Seems like it's overstating perceived anti-AI sentiment. :)
For example if I tell my bot to clone me 100x times on all my platforms, all with different facts or attributes, suddenly the real me becomes a lot harder to select. Or any attribute of mine at all becomes harder to corroborate.
I hate to use this reference, but like the citadel from Rick and Morty.
EDIT: please someone build this, vibe-code it. Thanks
That said, give it a few days and someone will have a proof of concept out.
https://en.wikipedia.org/wiki/Stylometry
The best course of action to combat this correlation/profiling, seems to be usage of a local llm that rewrites the text while keeping meaning untouched.
Ideally built into a browser like Firefox/Brave.
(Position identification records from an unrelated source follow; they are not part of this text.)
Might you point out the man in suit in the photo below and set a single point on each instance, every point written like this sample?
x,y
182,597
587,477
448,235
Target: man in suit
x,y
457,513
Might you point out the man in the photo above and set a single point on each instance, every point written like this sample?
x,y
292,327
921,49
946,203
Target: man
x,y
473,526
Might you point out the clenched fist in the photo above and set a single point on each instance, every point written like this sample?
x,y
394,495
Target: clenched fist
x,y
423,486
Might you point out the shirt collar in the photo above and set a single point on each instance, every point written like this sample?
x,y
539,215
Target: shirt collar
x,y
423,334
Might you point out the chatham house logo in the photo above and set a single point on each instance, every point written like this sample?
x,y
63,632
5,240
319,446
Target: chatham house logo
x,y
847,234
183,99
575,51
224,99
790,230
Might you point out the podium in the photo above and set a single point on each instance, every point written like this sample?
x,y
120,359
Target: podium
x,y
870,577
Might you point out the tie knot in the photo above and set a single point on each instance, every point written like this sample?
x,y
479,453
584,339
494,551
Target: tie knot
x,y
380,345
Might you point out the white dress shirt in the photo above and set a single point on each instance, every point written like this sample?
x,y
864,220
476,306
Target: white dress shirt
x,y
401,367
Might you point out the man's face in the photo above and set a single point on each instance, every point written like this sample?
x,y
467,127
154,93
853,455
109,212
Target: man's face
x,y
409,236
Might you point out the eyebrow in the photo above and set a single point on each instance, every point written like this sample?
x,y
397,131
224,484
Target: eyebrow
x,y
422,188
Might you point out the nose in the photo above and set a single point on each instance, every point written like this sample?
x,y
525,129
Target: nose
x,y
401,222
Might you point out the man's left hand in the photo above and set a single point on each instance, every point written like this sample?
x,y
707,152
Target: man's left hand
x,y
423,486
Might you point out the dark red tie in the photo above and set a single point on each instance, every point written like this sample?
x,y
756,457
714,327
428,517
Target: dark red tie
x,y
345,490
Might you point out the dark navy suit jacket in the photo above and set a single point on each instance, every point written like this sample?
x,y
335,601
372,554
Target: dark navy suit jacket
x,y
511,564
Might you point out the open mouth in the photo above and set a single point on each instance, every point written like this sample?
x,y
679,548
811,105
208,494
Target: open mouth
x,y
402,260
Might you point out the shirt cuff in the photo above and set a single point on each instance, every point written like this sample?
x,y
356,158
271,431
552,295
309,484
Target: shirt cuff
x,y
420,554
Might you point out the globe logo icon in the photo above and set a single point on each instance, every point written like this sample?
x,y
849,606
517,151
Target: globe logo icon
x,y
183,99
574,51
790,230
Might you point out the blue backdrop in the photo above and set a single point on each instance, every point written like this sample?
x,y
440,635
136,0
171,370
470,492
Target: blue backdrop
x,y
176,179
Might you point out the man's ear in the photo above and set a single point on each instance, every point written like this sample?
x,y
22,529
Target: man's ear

The blog post might be more approachable if you want to get a quick take: https://simonlermen.substack.com/p/large-scale-online-deanon...
I'm not a fan of your proposed changes, as they further lock down platforms.
I'd like to see better tools for users to engage with. Maybe if someone is in their Firefox anonymous (or private tab) profile they should be warned when writing about locations, jobs, politics, etc. Even there a small local LLM model would be useful, not foolproof, but an extra layet of checks. Paired with protection about stylometry :D
It seems like it would make sense to get in the habit of distort your posts a bit, and do things like make random gender swaps (e.g. s/my husband/my wife), dropping hints that indicate the wrong city (s/I met my friend at Blue Bottle coffee/I met my friend at Coffee Bean), maybe even using an LLM fire off posts indicating false interests (e.g. some total crypto bro thing).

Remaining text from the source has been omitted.